Winter Trail-Cam Season's Opening Day
A few days ago I climbed out of a tripod stand on the last day of the Wisconsin bow season. On the long, cold walk back to my truck, I felt that little pang that comes at the end of another year of hunting. One of the mantras I chant during the season is: "There's always tomorrow." But last Sunday, that was no longer true.
So I was in a bit of a funk when the workweek rolled in and I contemplated the months ahead, with no deer hunting to look forward to. And then my neighbor Alan showed up, and we decided to go retrieve a ground blind from the field before the snow and winds of winter wrecked the thing. Before we left, and almost as an afterthought, I tossed a trail camera in the truck. Once we'd loaded the blind, I hung the cam, on the edge of a stubble bean field that the deer were just pounding.

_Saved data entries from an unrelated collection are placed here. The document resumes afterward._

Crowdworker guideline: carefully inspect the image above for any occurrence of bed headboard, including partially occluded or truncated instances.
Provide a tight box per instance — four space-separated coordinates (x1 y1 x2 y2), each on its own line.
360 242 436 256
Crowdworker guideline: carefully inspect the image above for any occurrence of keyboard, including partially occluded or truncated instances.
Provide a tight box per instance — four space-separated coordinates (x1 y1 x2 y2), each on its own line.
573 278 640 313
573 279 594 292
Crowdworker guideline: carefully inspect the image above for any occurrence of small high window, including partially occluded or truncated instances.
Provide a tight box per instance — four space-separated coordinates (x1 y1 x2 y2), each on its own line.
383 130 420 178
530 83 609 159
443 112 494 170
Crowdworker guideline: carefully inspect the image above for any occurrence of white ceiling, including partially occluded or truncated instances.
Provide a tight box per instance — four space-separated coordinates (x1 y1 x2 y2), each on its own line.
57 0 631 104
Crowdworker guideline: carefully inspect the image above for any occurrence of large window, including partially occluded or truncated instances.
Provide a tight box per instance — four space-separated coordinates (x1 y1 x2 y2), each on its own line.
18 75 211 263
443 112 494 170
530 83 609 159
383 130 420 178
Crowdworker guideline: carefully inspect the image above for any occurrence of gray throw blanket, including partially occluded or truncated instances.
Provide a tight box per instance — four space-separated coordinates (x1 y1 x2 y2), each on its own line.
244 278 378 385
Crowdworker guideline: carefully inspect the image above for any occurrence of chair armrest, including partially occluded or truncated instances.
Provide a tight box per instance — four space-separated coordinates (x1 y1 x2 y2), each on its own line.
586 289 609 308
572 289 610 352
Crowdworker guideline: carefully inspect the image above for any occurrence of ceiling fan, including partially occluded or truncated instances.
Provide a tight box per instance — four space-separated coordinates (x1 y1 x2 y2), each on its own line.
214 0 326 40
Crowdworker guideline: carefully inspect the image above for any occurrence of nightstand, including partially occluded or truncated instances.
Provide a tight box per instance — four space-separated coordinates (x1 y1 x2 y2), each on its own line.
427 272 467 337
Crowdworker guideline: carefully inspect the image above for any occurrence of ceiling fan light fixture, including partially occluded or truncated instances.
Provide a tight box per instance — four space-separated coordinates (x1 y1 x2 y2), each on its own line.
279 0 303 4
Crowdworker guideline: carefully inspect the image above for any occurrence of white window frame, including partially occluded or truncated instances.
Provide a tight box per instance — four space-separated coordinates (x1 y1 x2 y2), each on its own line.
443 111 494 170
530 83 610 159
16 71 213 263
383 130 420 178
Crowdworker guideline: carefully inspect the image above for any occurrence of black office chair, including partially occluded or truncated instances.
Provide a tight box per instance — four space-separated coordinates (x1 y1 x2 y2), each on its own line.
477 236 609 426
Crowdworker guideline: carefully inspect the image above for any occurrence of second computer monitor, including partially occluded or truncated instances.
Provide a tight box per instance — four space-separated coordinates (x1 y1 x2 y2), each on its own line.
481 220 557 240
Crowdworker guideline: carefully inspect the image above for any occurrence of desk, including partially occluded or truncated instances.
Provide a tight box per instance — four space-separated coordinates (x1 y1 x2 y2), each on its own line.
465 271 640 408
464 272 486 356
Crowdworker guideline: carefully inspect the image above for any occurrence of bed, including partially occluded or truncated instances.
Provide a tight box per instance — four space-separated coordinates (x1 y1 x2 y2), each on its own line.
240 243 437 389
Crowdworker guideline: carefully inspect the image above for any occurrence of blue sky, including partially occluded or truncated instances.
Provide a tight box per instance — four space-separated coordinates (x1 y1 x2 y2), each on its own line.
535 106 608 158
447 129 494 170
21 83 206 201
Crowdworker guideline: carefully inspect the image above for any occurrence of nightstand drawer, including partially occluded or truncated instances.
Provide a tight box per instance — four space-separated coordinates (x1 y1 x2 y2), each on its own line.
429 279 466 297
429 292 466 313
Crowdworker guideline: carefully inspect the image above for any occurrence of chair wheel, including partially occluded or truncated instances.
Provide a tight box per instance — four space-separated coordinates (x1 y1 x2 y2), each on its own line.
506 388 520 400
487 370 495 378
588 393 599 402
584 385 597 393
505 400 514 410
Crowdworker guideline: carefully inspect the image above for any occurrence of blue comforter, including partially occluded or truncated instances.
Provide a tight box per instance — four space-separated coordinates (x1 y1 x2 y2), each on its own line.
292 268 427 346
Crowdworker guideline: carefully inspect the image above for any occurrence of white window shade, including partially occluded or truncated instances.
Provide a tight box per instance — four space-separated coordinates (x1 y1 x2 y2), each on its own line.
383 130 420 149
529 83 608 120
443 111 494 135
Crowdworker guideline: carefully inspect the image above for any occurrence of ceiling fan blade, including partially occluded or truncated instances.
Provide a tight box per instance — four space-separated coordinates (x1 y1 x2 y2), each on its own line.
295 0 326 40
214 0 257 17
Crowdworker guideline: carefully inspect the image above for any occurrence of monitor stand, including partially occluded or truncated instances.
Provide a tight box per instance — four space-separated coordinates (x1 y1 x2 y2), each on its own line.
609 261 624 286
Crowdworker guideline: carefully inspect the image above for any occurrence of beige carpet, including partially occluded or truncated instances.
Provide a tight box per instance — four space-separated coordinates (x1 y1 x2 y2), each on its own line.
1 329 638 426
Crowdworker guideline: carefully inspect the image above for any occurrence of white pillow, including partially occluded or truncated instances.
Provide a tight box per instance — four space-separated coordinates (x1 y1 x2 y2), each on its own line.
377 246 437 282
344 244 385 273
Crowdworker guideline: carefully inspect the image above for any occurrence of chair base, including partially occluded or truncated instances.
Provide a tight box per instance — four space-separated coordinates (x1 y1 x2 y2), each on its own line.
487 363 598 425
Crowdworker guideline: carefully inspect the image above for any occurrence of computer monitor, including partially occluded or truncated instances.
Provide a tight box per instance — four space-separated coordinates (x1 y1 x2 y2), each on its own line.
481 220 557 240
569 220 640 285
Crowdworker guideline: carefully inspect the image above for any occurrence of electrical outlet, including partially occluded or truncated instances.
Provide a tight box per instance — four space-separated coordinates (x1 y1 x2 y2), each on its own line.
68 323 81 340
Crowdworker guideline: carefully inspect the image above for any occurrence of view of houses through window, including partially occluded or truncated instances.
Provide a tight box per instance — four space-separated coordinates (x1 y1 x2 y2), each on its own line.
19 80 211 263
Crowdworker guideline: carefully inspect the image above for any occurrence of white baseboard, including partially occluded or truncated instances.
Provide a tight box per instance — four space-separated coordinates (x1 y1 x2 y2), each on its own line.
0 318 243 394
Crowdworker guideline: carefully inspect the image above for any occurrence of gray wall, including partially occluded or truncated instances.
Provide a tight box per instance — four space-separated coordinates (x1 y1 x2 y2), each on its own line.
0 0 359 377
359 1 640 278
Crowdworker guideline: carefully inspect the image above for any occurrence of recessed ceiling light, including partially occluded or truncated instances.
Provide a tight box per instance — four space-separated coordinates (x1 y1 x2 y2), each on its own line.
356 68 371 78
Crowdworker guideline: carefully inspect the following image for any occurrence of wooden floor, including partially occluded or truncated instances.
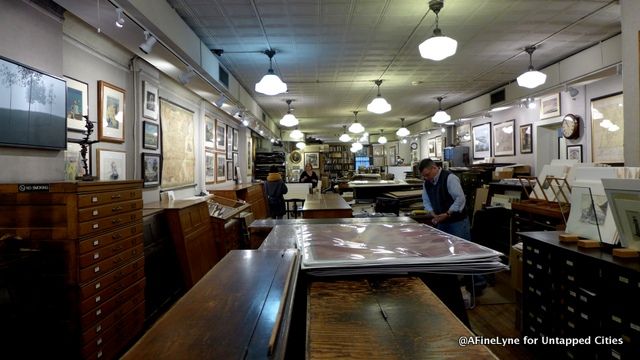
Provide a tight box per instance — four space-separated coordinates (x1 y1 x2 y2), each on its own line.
467 271 535 360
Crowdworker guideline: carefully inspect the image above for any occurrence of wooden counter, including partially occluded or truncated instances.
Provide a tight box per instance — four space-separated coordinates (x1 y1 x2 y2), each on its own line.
211 183 268 219
302 192 352 219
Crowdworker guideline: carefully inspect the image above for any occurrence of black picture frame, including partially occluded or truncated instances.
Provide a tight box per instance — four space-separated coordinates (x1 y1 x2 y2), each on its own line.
141 152 161 187
567 144 583 162
65 76 89 132
143 121 159 150
519 124 533 154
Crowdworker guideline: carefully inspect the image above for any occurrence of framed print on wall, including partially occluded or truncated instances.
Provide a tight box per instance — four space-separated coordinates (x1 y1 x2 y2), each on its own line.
205 151 215 183
143 121 159 150
64 76 88 132
216 153 226 182
456 123 471 143
493 119 515 157
567 144 583 162
519 124 533 154
304 152 320 169
96 149 126 181
65 141 89 180
142 81 158 119
434 136 443 158
226 125 233 159
232 128 239 151
472 122 491 159
427 138 436 158
141 152 161 187
98 80 125 143
226 160 233 180
215 120 226 152
591 92 624 164
205 116 215 149
540 93 561 119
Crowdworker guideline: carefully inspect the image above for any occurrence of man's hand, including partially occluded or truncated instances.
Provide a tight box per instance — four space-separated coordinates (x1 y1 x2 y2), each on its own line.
432 212 449 225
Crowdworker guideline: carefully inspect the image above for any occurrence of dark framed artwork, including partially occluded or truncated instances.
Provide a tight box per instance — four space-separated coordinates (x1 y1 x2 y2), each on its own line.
142 81 158 119
226 125 233 159
493 119 515 156
65 76 89 132
141 152 161 187
472 122 491 159
143 121 159 150
519 124 533 154
98 80 125 143
232 128 239 151
567 144 583 162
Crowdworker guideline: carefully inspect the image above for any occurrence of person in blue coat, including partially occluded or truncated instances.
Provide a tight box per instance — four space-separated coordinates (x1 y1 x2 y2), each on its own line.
265 165 288 219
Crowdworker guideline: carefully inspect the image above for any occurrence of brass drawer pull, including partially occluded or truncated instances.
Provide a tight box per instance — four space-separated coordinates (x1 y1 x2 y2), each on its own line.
112 206 123 212
111 194 122 199
112 218 122 224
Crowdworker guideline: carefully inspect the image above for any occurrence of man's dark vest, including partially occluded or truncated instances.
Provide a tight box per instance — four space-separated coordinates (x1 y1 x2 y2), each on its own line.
424 170 466 223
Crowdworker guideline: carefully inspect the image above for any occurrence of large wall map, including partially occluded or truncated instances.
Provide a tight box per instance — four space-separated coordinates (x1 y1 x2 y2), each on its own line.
160 98 195 189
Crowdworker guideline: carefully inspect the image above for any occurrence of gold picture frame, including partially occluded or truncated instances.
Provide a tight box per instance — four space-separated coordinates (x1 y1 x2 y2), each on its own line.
98 80 125 143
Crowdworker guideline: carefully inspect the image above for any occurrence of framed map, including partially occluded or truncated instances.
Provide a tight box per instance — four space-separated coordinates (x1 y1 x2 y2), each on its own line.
591 92 623 164
493 119 515 156
160 98 195 189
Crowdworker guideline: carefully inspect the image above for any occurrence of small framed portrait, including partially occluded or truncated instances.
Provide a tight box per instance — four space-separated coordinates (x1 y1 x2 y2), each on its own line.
232 128 239 151
98 80 125 143
142 81 158 119
205 116 215 149
304 152 319 169
205 151 215 183
64 76 88 132
96 149 126 181
567 144 583 162
143 121 159 150
216 153 226 182
215 120 226 151
540 93 561 119
141 152 161 187
519 124 533 154
226 125 233 159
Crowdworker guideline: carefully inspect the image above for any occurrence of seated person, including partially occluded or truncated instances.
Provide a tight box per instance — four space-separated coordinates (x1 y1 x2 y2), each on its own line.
299 163 319 188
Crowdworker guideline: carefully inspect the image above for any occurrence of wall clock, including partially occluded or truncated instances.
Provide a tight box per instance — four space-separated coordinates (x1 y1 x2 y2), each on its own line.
410 142 418 150
561 114 580 139
290 150 302 164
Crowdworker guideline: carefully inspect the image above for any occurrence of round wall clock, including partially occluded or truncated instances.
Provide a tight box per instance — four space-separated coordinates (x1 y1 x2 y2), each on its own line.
410 142 418 150
561 113 580 139
290 150 302 164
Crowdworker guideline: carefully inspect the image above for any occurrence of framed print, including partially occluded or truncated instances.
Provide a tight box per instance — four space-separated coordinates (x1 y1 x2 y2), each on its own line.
247 136 253 174
143 121 159 150
493 119 515 157
472 122 491 159
456 123 471 143
160 99 195 189
540 93 561 119
233 152 238 170
141 152 161 187
216 153 226 182
603 179 640 251
427 138 436 158
65 141 90 180
304 152 320 169
591 92 624 164
226 160 233 180
205 116 215 148
64 76 88 132
142 81 158 119
98 80 125 143
435 136 443 158
226 125 233 159
232 128 239 151
567 144 583 162
96 149 126 181
519 124 533 154
215 120 226 151
205 151 215 183
388 144 397 165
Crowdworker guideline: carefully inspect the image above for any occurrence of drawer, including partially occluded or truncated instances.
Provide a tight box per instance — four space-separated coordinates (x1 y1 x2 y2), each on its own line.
81 297 145 345
80 278 145 329
82 301 145 360
80 256 144 300
79 234 144 269
77 189 142 208
80 264 145 313
78 199 143 222
79 211 142 237
79 222 143 254
79 242 143 283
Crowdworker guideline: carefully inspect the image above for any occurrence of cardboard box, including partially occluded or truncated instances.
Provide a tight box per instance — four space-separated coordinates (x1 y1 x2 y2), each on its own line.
510 245 523 293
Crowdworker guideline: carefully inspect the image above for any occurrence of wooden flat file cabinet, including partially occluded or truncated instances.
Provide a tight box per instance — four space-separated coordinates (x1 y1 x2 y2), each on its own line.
0 181 144 360
212 183 267 219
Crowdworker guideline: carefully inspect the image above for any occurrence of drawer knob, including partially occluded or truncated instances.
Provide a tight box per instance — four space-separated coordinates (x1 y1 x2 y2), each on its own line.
111 194 122 199
112 218 122 224
112 206 123 212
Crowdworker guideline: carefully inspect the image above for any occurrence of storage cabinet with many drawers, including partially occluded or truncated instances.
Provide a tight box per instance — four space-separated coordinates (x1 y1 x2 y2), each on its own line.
0 181 144 359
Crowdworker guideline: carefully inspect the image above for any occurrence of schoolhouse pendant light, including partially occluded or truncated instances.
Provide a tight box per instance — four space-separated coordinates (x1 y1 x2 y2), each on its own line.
432 97 451 124
296 141 306 150
351 142 363 152
339 125 352 142
255 49 287 96
348 111 365 134
378 129 388 145
396 117 410 137
290 128 304 140
367 80 391 114
418 0 457 61
279 99 299 127
517 45 547 89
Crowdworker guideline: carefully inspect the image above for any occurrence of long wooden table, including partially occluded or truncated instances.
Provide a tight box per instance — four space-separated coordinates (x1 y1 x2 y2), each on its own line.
302 192 353 219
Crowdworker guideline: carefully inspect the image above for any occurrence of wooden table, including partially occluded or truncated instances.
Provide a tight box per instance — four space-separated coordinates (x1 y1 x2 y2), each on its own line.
307 276 496 359
302 193 353 219
348 180 423 203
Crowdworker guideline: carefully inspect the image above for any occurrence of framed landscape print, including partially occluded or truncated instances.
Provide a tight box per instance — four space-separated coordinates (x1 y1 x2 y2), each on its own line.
472 122 491 159
493 119 515 156
142 81 158 119
216 153 226 182
205 151 215 183
567 144 583 162
141 152 161 187
205 116 215 149
519 124 533 154
98 80 125 143
96 149 126 181
540 93 561 119
64 76 88 132
215 120 226 151
143 121 159 150
591 92 624 164
232 128 239 151
226 125 233 159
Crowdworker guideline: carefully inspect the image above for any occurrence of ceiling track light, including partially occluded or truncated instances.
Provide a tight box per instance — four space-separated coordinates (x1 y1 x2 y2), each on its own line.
139 30 157 54
517 45 547 89
419 0 458 61
178 66 196 85
432 96 451 124
115 7 125 28
396 117 410 137
255 49 287 96
367 80 391 114
348 111 365 134
279 99 299 127
339 125 352 142
378 129 388 144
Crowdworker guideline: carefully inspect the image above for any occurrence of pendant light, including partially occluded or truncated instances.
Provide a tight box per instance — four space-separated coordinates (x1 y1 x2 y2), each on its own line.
396 117 410 137
351 142 363 152
348 111 365 134
255 49 287 96
517 45 547 89
279 99 299 127
418 0 457 61
367 80 391 114
296 141 306 150
432 97 451 124
378 129 387 144
290 128 304 140
339 125 352 142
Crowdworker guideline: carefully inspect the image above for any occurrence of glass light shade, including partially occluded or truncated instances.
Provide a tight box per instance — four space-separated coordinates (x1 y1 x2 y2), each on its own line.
516 70 546 89
432 110 451 124
402 138 408 144
608 124 620 132
279 113 298 127
351 142 363 151
289 129 304 140
350 146 359 153
418 35 458 61
599 119 613 129
349 121 365 134
378 135 387 144
396 127 410 137
367 96 392 114
255 71 287 95
339 133 352 142
296 141 306 149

And suddenly, instead of moping over the close of one season, I was smiling about the start of another. It was winter camera season's opening day.
When I was a kid and only hunted with a gun, deer season started and ended in November. Then I picked up a bow and stretched it a couple of months. I don't know when all this changed, when hunting whitetails became a year-round obsession of shed hunting, spring scouting, hanging stands, and planting food plots. For me it happened pretty gradually.
Obviously, I'm not alone with this condition. Hurteau and I named this blog in recognition of the endless passion modern deer hunters hold for their sport. Like many of you, I do the whitetail-365-thing just because I love deer and find them endlessly fascinating.
The start of winter cam season allows me to keep at it, at least in a way. I'll take a mini-inventory of some bucks that survived the season and keep tabs on potential shed-hunting hotspots for the weeks ahead. But mostly, the cameras give me an excuse to keep going out there, to the places I love and that the deer call home.
Now if you'll excuse me, I need to load batteries and SD cards.